Carlos Hernández — Engineer & maker, San Salvador

I build production LLM systems — observable, versioned, costed, deletable.

Eight years in production infrastructure — DevOps and platform at scale, and the teams behind it — now aimed at production AI. I lead AI Platform Engineering at EsePlus / Alilo, and work as a DevOps Engineer at Deckers Brands.

I Production work

Agnostic, composable AI engines In production

Built at EsePlus / Alilo · Head of AI Platform Engineering

Two AI engines I designed and own end-to-end, exposed as agnostic, composable APIs for the product team to consume into experiences. One is an async generative-AI backend that turns uploaded documents into corporate microlearning — a multi-stage pipeline coordinating document analysis, content generation, and activity design, with backpressure handling and streaming feedback. The other is a multi-tenant RAG conversational assistant — hybrid retrieval and reranking, modern embedding strategies, an agent runtime with multimodal tool calling, and a defense-in-depth safety stack validated by automated adversarial regression.

Highlights: 95% → 99.5% availability uplift · 20%+ cloud cost reduction · ~90% token savings on validation retries · sub-3s p50 latency · zero jailbreaks in adversarial testing.

II Field notes

Jun '26 When classical wins EN
4 min

I multiplied the training data by 7.4× and the F1 score moved four hundredths of a point. A controlled NLP benchmark on what actually limits a problem — and the cheapest model that fits beating the impressive one that doesn't earn its cost.

Jun '26 A jailbreak is a regression, not a surprise EN
5 min

Most AI safety in production is one untested sentence in a system prompt. What changed when I started treating every attack that worked — fictional-framing, instruction-override, injection — as a regression test that runs forever. 442 cases, zero through.

Jun '26 Why "deletable" is the most important word in LLM systems EN
6 min

You can delete the document. Its embeddings, cached answers, and summaries stay behind. The four layers of deletability, the architecture call that makes "delete everything" one line, and the cache that outlived a tenant I thought I'd erased.

May '26 Prompts deserve migrations, not vibes EN
5 min

Schema migrations have versioning, rollback, and a paper trail. Most prompts in production don't. What changed for me when I started treating them the same way, and where it broke first.

Mar '26 What "observable" actually means for an LLM app EN
7 min

Infrastructure traces tell you the request landed. Quality metrics tell you the answer was wrong. Until both share an ID, you're guessing. A pattern set from running this on call, and the one thing I'd build first if I had to start over.

Feb '26 My IDE finally feels like a coworker EN
8 min

"Tool calling with extra steps" is the wrong framing. The shift is smaller and weirder: the editor reads our Jira, our repo, our traces, and starts answering the questions I used to walk over to a teammate for.

III Research

Comparative NLP for transaction classification In progress

Master's thesis · Universitat de Barcelona (OBS) · defense Sep 2026

Comparative evaluation of four NLP approaches for automatic bank-transaction categorization — from classical baselines (TF-IDF + SVM, XGBoost) and embedding-based neural networks to transformer fine-tuning (DistilBERT).

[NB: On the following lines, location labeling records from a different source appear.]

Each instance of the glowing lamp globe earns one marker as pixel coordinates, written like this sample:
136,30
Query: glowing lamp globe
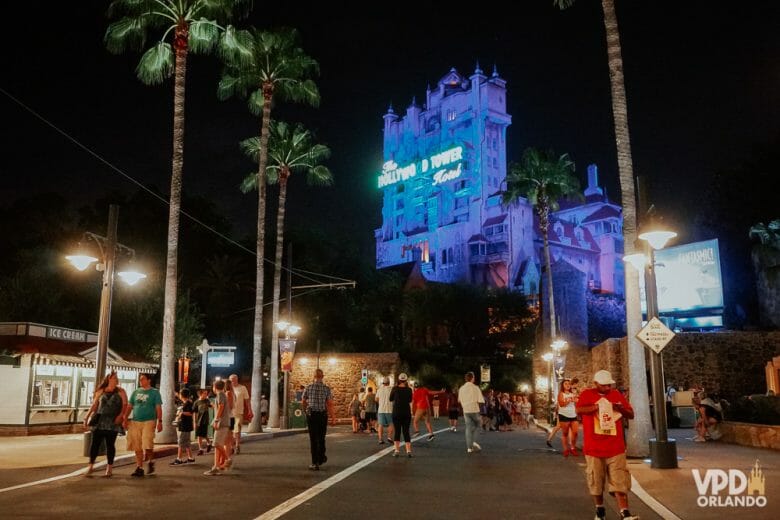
131,277
81,262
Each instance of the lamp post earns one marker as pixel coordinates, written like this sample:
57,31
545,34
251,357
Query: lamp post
548,356
288,348
663,451
108,247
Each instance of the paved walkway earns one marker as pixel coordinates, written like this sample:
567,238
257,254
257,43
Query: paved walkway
673,493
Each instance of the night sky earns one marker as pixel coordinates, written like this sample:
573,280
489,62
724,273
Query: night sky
702,82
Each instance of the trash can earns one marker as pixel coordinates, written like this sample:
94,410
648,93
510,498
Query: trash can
88,444
297,418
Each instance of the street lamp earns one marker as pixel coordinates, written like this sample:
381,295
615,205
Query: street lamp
663,451
108,247
548,356
286,352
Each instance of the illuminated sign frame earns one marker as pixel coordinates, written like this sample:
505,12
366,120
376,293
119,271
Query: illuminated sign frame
438,163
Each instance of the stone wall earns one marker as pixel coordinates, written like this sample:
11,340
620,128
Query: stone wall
342,374
728,364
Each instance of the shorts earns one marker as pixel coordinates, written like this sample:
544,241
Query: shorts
612,470
202,430
421,413
184,439
220,436
236,422
140,435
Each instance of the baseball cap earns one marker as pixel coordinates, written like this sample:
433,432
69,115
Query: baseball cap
603,377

An evaluation pipeline measuring precision, recall, F1, and inference latency across 68k+ labeled transactions. Read the field note →

IV Workshop

Small tools I build for my own life. Each one started because something annoyed me enough to write code about it.

Cadence

A local-first planner that marries GTD with time blocking. Built because every productivity app either fights your method or assumes you don't have one yet. Works offline, syncs across devices via Realtime, ⌘K does everything.

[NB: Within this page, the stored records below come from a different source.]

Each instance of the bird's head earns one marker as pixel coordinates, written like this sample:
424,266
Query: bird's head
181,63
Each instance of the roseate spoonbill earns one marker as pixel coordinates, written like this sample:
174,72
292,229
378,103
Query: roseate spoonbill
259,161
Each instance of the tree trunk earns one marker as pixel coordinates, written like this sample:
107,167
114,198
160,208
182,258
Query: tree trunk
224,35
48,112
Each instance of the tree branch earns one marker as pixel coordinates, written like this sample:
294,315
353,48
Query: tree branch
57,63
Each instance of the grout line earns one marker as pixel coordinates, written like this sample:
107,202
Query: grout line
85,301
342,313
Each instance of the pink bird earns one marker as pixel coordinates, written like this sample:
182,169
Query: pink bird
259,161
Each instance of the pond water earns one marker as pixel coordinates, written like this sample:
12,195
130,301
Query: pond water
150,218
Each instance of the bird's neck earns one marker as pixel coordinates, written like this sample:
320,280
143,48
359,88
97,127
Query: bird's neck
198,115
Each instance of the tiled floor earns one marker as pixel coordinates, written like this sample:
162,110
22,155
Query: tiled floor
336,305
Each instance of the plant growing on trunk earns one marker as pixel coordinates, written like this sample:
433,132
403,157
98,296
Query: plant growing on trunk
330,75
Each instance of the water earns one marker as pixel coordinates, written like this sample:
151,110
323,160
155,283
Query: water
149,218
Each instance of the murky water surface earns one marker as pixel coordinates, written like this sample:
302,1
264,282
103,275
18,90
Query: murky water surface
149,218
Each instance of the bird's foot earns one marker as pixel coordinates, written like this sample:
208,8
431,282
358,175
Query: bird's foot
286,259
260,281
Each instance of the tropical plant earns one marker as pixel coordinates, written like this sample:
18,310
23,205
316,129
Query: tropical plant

Next.js · Supabase · TypeScript · cadence.carloshdez.com↗

Fitness Dashboard

A personal training and body-composition tracker — split routine, recomposition goals, observable progress. The dashboard I wanted but couldn't find as an app.

React · Tailwind · personal

V Speaking

Cursor + MCP — when your IDE knows your stack

Internal tech talk · Recording available

2026.02

VI About

I'm a Senior AI Platform Engineer in El Salvador. I work from the same desk where I started in cloud infrastructure eight years ago. The systems have grown, the teams behind them too — but the principles haven't. Only the layer I apply them to.

I care about systems you can operate, not just demo. About prompts that fail loudly. About observability that survives the third on-call rotation. About cost lines that don't blow up the first time a feature gets traction.

Outside of paid work, I build small tools for my own life — usually with the same disciplines, because I don't know how to build software any other way.